Polaris has felt the direct impact of such conspiracy theories. Callers have inundated the hotline with reports that mimic information circulating online, including a recent one that falsely alleged that online retailer Wayfair was trafficking children. The call volume has at times overwhelmed the hotline’s services meant for victims and survivors, Flores said.
Operation Underground Railroad, a global nonprofit started by a former federal agent, urged those who are concerned about the issue to “understand what is happening through the lens of accurate information.”
“Unfortunately, in some instances, the effort to knock out child exploitation and human trafficking is being harmed by individuals and a number of conspiracy theory groups who have chosen to latch onto child exploitation and human trafficking as a vehicle to deceptively bolster their causes,” the group said on its website. “This is not welcomed, nor should it be supported.”
In reality, juveniles in the U.S. who are trafficked are most often exploited by someone they know and trust.
“Most traffickers take time to build relationships and influence within the lives of those they intend to exploit,” said Stacey Williams, the director of human trafficking prevention programs at PCI. The international humanitarian organization, based in San Diego, belongs to the San Diego Trafficking Prevention Collective and has rolled out programs in local schools to address root causes of trafficking.
For teen victims — the average entry age of victims in San Diego County is 16 years old — those relationships often start as perceived romances. Traffickers later employ tactics of fear, force and coercion to push victims into being sold for sex. While there is no specific profile of a victim, those who are fleeing abusive homes, homeless or in the foster system can be more vulnerable to exploitation, according to research.
A study by Gates and co-authored by Ami Carpenter at the University of San Diego estimates an average of 5,000 people, mostly women and youth, are victimized in the county each year.

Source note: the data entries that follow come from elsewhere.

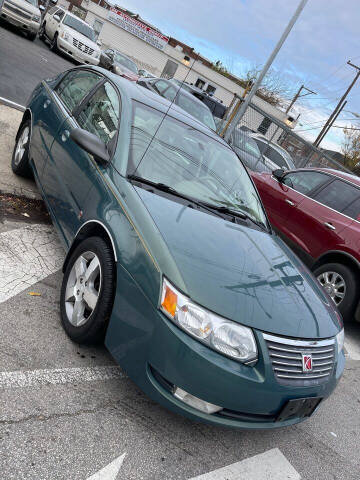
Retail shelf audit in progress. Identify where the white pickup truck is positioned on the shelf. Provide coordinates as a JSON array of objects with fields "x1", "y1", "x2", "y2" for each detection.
[
  {"x1": 0, "y1": 0, "x2": 41, "y2": 40},
  {"x1": 39, "y1": 7, "x2": 100, "y2": 65}
]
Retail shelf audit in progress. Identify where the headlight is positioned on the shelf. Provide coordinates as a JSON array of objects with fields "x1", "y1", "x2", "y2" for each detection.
[
  {"x1": 160, "y1": 278, "x2": 257, "y2": 364},
  {"x1": 336, "y1": 329, "x2": 345, "y2": 355},
  {"x1": 60, "y1": 32, "x2": 70, "y2": 42}
]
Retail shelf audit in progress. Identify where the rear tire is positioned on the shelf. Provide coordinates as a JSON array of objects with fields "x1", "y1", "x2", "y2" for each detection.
[
  {"x1": 314, "y1": 263, "x2": 360, "y2": 321},
  {"x1": 11, "y1": 120, "x2": 32, "y2": 178},
  {"x1": 60, "y1": 237, "x2": 115, "y2": 344}
]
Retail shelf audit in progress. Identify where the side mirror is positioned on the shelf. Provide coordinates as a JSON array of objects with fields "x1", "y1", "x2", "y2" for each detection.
[
  {"x1": 272, "y1": 168, "x2": 285, "y2": 183},
  {"x1": 70, "y1": 128, "x2": 110, "y2": 163}
]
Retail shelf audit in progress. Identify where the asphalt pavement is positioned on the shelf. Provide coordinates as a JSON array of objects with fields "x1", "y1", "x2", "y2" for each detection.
[
  {"x1": 0, "y1": 21, "x2": 75, "y2": 105},
  {"x1": 0, "y1": 26, "x2": 360, "y2": 480}
]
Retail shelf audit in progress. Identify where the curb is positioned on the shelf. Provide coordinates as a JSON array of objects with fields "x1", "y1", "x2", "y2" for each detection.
[{"x1": 0, "y1": 97, "x2": 25, "y2": 112}]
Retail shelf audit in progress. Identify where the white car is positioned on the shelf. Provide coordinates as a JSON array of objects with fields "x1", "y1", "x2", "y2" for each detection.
[
  {"x1": 0, "y1": 0, "x2": 41, "y2": 40},
  {"x1": 39, "y1": 7, "x2": 100, "y2": 65}
]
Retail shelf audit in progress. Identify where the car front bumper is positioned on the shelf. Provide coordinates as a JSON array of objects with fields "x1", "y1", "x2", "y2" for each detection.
[
  {"x1": 57, "y1": 36, "x2": 100, "y2": 65},
  {"x1": 0, "y1": 5, "x2": 40, "y2": 33},
  {"x1": 105, "y1": 265, "x2": 345, "y2": 429}
]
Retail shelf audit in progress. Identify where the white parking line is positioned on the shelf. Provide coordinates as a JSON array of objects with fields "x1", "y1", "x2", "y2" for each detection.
[
  {"x1": 191, "y1": 448, "x2": 301, "y2": 480},
  {"x1": 0, "y1": 365, "x2": 126, "y2": 389},
  {"x1": 0, "y1": 225, "x2": 64, "y2": 303},
  {"x1": 86, "y1": 453, "x2": 126, "y2": 480}
]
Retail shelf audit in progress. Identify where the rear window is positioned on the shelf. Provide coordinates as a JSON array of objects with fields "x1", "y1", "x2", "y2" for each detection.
[{"x1": 313, "y1": 180, "x2": 360, "y2": 213}]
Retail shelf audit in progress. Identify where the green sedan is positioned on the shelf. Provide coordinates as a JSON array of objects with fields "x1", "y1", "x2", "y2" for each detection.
[{"x1": 12, "y1": 67, "x2": 345, "y2": 429}]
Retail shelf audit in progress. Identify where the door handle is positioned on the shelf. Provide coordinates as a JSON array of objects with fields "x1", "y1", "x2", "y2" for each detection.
[
  {"x1": 324, "y1": 222, "x2": 336, "y2": 230},
  {"x1": 61, "y1": 130, "x2": 70, "y2": 142}
]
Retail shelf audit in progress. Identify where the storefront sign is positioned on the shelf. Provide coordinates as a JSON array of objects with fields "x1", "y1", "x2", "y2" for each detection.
[{"x1": 107, "y1": 7, "x2": 169, "y2": 50}]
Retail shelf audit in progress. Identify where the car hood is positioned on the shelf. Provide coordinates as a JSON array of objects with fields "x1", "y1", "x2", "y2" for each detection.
[
  {"x1": 62, "y1": 25, "x2": 100, "y2": 51},
  {"x1": 134, "y1": 187, "x2": 341, "y2": 339},
  {"x1": 5, "y1": 0, "x2": 41, "y2": 16}
]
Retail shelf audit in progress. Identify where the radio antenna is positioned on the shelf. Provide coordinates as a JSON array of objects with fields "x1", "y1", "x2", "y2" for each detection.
[{"x1": 132, "y1": 53, "x2": 200, "y2": 175}]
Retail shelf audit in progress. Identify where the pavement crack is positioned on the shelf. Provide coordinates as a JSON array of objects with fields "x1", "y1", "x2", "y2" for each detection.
[{"x1": 0, "y1": 402, "x2": 120, "y2": 425}]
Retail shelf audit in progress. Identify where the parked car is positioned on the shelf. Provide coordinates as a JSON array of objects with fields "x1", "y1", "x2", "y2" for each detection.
[
  {"x1": 138, "y1": 78, "x2": 216, "y2": 131},
  {"x1": 39, "y1": 7, "x2": 100, "y2": 65},
  {"x1": 139, "y1": 68, "x2": 156, "y2": 78},
  {"x1": 250, "y1": 133, "x2": 296, "y2": 171},
  {"x1": 12, "y1": 67, "x2": 345, "y2": 429},
  {"x1": 229, "y1": 129, "x2": 274, "y2": 172},
  {"x1": 252, "y1": 168, "x2": 360, "y2": 320},
  {"x1": 172, "y1": 78, "x2": 226, "y2": 119},
  {"x1": 100, "y1": 48, "x2": 140, "y2": 82},
  {"x1": 0, "y1": 0, "x2": 41, "y2": 40}
]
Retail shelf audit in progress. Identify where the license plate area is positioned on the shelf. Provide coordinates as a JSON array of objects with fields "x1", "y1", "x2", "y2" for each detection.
[{"x1": 276, "y1": 397, "x2": 322, "y2": 422}]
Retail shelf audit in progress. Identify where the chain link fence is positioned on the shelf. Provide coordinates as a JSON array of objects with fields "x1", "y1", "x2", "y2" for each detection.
[{"x1": 222, "y1": 103, "x2": 353, "y2": 173}]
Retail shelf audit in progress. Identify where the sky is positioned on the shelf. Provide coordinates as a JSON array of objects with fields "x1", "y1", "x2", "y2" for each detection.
[{"x1": 116, "y1": 0, "x2": 360, "y2": 151}]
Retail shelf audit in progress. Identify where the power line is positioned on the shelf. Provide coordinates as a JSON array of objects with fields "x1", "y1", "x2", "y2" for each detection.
[{"x1": 314, "y1": 60, "x2": 360, "y2": 147}]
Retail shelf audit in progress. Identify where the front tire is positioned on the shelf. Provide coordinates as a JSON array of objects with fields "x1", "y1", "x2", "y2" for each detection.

Recruitment can happen anywhere — in schools, malls, trolley stops, within friend groups — but has increasingly moved online, even more so with the coronavirus pandemic.
Street gangs are heavily involved in the county’s sex trafficking industry, which brings in an estimated $810 million annually, according to the 2013 analysis.
The anti-trafficking movement has benefitted greatly from bipartisanship over the years — from legislation to funding to enforcement priorities to research. But movements like QAnon threaten to unravel the history of cooperation, Gates said.
“This group is radically politicizing human trafficking in a way that would demolish the levels of collaboration that we’ve been able to painstakingly construct across the aisle.”